The population genetic structure of Anopheles darlingi
, the major human malaria vector in the Neotropics, was examined using seven microsatellite loci from nine localities in central and western Amazonian Brazil. High levels of genetic variability were detected (5-25 alleles per locus; HE
= 0.519-0.949). There was deviation from Hardy-Weinberg Equilibrium for 59.79% of the tests due to heterozygote deficits, while the analysis of linkage disequilibrium was significant for only two of 189 (1.05%) tests, most likely caused by null alleles. Genetic differentiation (FST = 0.001-0.095; Nm = 4.7-363.8) indicates that gene flow is extensive among locations ≤ 152 km apart (with two exceptions) and reduced, but not absent, at a larger geographic scale. Genetic and geographic distances were significantly correlated (R2
= 0.893, P < 0.0002), supporting the isolation by distance (IBD) model. The overall estimate of Ne was 202.4 individuals under the linkage disequilibrium model, and ∞ under the heterozygote excess model.
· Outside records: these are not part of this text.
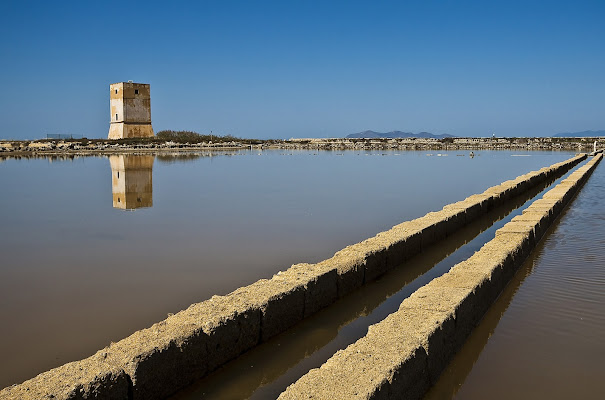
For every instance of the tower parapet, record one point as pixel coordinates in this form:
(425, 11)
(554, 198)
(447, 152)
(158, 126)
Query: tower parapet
(130, 107)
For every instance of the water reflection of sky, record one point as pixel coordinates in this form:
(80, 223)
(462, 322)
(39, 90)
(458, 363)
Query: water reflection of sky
(86, 273)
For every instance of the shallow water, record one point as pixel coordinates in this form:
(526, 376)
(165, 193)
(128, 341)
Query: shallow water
(79, 271)
(543, 338)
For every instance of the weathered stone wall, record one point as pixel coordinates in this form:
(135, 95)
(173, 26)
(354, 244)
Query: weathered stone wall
(130, 110)
(157, 361)
(403, 355)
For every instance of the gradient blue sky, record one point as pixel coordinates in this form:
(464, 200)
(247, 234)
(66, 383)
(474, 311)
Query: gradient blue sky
(286, 69)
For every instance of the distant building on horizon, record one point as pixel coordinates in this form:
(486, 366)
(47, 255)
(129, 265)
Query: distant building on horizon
(130, 107)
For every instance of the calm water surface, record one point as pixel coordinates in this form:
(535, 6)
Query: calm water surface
(95, 248)
(545, 336)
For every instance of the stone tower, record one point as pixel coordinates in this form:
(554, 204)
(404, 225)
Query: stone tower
(130, 105)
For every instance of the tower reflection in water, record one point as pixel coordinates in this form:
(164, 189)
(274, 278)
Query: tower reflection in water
(131, 181)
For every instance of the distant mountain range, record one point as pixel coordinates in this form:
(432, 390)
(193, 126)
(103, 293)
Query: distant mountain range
(397, 134)
(581, 134)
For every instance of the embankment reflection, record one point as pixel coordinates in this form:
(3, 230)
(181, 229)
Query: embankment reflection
(268, 369)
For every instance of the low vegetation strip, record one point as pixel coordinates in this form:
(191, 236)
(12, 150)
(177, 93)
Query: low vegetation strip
(157, 361)
(403, 355)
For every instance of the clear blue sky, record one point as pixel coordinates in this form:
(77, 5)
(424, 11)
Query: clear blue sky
(286, 69)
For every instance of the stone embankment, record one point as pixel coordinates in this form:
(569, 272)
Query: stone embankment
(158, 361)
(96, 146)
(403, 355)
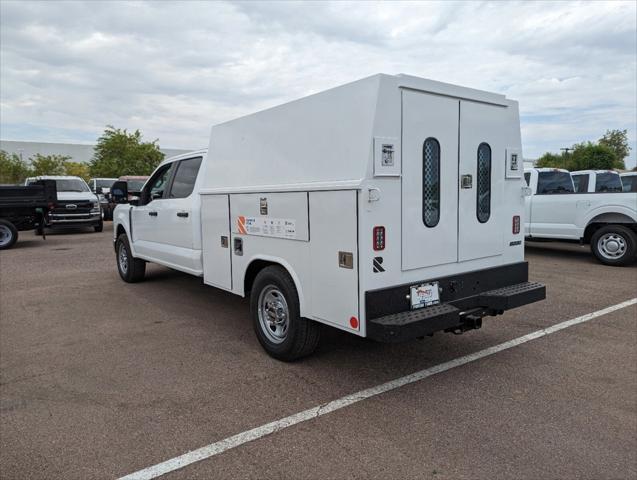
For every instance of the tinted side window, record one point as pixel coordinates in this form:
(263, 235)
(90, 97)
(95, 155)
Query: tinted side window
(608, 182)
(554, 182)
(431, 182)
(483, 190)
(185, 177)
(581, 183)
(629, 183)
(157, 184)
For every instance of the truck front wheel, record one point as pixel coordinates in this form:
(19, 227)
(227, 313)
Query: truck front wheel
(274, 304)
(8, 234)
(614, 245)
(131, 269)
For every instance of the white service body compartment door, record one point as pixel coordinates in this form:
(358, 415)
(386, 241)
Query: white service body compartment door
(429, 180)
(215, 233)
(334, 229)
(483, 158)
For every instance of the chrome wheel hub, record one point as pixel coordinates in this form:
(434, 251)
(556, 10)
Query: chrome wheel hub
(122, 258)
(611, 246)
(274, 314)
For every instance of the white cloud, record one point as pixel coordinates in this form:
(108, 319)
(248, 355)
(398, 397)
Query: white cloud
(174, 69)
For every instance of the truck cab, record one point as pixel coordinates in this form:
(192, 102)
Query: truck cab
(77, 206)
(101, 188)
(590, 181)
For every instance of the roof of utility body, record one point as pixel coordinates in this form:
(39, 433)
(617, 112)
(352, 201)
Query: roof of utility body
(194, 153)
(578, 172)
(322, 141)
(547, 169)
(55, 177)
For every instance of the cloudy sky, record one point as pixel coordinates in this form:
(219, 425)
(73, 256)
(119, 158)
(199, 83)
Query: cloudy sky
(174, 69)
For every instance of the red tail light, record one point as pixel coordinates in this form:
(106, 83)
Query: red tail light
(516, 224)
(379, 238)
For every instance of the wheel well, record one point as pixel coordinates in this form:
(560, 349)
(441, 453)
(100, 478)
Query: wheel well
(253, 270)
(591, 228)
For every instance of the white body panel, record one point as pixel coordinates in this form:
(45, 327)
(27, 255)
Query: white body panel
(215, 227)
(316, 163)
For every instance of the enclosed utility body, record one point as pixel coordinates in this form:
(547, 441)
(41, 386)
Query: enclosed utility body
(393, 204)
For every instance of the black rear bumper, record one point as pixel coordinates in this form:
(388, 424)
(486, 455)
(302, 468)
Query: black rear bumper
(465, 299)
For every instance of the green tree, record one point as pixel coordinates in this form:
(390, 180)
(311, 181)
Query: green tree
(589, 156)
(12, 168)
(617, 141)
(77, 169)
(48, 164)
(119, 152)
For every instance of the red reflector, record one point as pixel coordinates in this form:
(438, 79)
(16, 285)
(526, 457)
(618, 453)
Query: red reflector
(516, 224)
(379, 238)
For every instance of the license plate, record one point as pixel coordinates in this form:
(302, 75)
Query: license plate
(424, 295)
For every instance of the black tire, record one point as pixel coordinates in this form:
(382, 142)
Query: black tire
(301, 335)
(8, 234)
(614, 245)
(133, 269)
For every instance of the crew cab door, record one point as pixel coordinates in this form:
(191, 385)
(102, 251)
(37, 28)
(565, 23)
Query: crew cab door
(145, 216)
(172, 221)
(481, 171)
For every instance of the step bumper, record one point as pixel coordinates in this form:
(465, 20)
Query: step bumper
(406, 325)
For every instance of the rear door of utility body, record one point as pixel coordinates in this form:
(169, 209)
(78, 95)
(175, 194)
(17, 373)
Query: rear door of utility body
(452, 181)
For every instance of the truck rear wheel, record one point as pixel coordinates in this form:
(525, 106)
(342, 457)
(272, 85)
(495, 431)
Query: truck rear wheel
(614, 245)
(274, 305)
(131, 269)
(8, 234)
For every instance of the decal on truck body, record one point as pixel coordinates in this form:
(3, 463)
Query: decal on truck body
(267, 227)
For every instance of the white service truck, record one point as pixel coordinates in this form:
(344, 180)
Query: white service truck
(389, 208)
(556, 211)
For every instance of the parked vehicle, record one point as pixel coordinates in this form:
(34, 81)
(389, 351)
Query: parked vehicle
(293, 207)
(101, 187)
(76, 207)
(606, 181)
(606, 221)
(629, 181)
(24, 208)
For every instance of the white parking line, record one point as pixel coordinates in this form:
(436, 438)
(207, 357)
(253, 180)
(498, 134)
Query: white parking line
(278, 425)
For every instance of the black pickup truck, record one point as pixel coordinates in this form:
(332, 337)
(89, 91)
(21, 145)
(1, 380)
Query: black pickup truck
(25, 208)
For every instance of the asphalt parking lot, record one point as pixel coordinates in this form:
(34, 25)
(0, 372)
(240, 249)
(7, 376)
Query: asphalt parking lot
(100, 379)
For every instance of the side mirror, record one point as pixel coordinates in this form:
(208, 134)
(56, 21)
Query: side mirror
(119, 192)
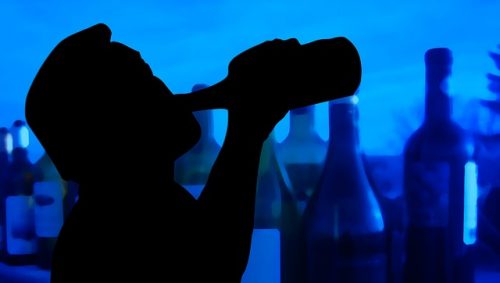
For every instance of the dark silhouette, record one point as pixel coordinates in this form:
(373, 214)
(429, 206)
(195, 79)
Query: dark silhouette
(114, 128)
(109, 124)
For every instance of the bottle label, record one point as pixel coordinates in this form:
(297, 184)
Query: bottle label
(194, 190)
(21, 238)
(264, 259)
(427, 189)
(49, 215)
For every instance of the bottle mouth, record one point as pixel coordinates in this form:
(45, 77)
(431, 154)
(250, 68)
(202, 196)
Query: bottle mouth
(352, 99)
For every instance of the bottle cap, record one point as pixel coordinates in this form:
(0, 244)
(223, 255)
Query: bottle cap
(438, 56)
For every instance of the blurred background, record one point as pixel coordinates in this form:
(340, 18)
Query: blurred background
(188, 42)
(192, 42)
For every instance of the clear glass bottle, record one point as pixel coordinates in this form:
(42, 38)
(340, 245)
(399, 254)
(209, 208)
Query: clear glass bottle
(302, 155)
(49, 195)
(19, 205)
(192, 169)
(5, 148)
(437, 161)
(269, 185)
(264, 260)
(344, 228)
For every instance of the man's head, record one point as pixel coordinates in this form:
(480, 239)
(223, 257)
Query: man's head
(94, 101)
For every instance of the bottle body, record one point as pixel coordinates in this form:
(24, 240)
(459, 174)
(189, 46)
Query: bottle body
(269, 184)
(437, 161)
(193, 168)
(21, 242)
(344, 226)
(5, 147)
(321, 70)
(50, 197)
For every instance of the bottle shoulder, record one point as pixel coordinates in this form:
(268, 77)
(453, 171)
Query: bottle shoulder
(439, 141)
(309, 150)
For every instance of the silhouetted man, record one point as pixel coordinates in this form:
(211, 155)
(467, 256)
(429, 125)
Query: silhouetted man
(113, 127)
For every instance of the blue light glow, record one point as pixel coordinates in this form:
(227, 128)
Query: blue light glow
(470, 203)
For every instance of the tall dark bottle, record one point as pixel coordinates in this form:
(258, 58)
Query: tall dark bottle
(302, 154)
(49, 194)
(344, 228)
(192, 169)
(5, 147)
(19, 206)
(269, 184)
(439, 176)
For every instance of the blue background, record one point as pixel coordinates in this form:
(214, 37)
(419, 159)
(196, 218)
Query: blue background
(192, 41)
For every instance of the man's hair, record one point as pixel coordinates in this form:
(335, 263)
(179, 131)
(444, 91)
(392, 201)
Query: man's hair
(53, 103)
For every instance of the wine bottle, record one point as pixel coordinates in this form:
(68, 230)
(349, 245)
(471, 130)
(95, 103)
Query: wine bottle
(19, 205)
(192, 169)
(269, 184)
(264, 260)
(49, 195)
(302, 154)
(437, 163)
(344, 227)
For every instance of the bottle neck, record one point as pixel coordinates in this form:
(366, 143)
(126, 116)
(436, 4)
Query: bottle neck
(437, 100)
(205, 119)
(302, 122)
(343, 121)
Analysis of molecular variance showed that nearly all variation (~ 94%) was within sample locations. The UPGMA phenogram clustered the samples geographically, with one branch including 5/6 of the state of Amazonas localities and the other branch the Acre, Rondônia, and remaining Amazonas localities. Taken together, these data suggest little genetic structure for An. darlingi from central and western Amazonian Brazil. These findings also imply that the IBD model explains nearly all of the differentiation detected. In practical terms, populations of An. darlingi
at distances ≤ 152 km should respond similarly to vector control measures, because of high gene flow.